Geoff Gray
- Full name: Bertram Geoffrey Gray
- Born: 28 July 1909 Hastings, England
- Died: 4 August 1989 (aged 80)
- Height: 1.80 m (5 ft 11 in)
- Weight: 76.7 kg (169 lb)

Rugby union career
- Position(s): Centre

Provincial / State sides
- Years: Team / Apps / (Points)
- Western Province /  / ()

International career
- Years: Team / Apps / (Points)
- 1931–33: South Africa / 4 / (0)

= Geoff Gray (rugby union) =

South African rugby union player

Bertram Geoffrey Gray (28 July 1909 – 4 August 1989) was a South African international rugby union player.

Gray was born in Hastings, England, but educated at Diocesan College in Cape Town. He initially played soccer as his chosen sport, until developing pneumonia while acting as a (stationary) goalkeeper, prompting a switch to rugby.

A centre, Gray was a product of rugby at the University of Cape Town, where he played alongside future Springboks three–quarters Stanley Osler and Frank Waring. He made his representative debut for Western Province aged 19.

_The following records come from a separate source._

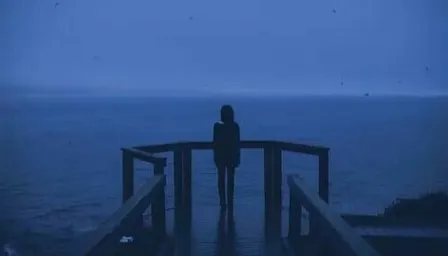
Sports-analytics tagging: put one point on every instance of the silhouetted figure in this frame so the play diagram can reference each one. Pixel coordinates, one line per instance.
(226, 153)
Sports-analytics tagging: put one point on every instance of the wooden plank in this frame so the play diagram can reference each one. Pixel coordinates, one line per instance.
(381, 221)
(245, 144)
(342, 239)
(302, 148)
(132, 208)
(145, 156)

Gray gained three Springboks caps on their 1931–32 tour of Britain and Ireland, utilised as an inside centre for wins over Wales, England and Scotland. He afterwards had a stint in Eastern Province. After joining Cape Town club Villagers, Gray gained one further Springboks cap, against the Wallabies at Bloemfontein in 1933. He was considered unfortunate to have not had a longer international career on account of persistent injuries.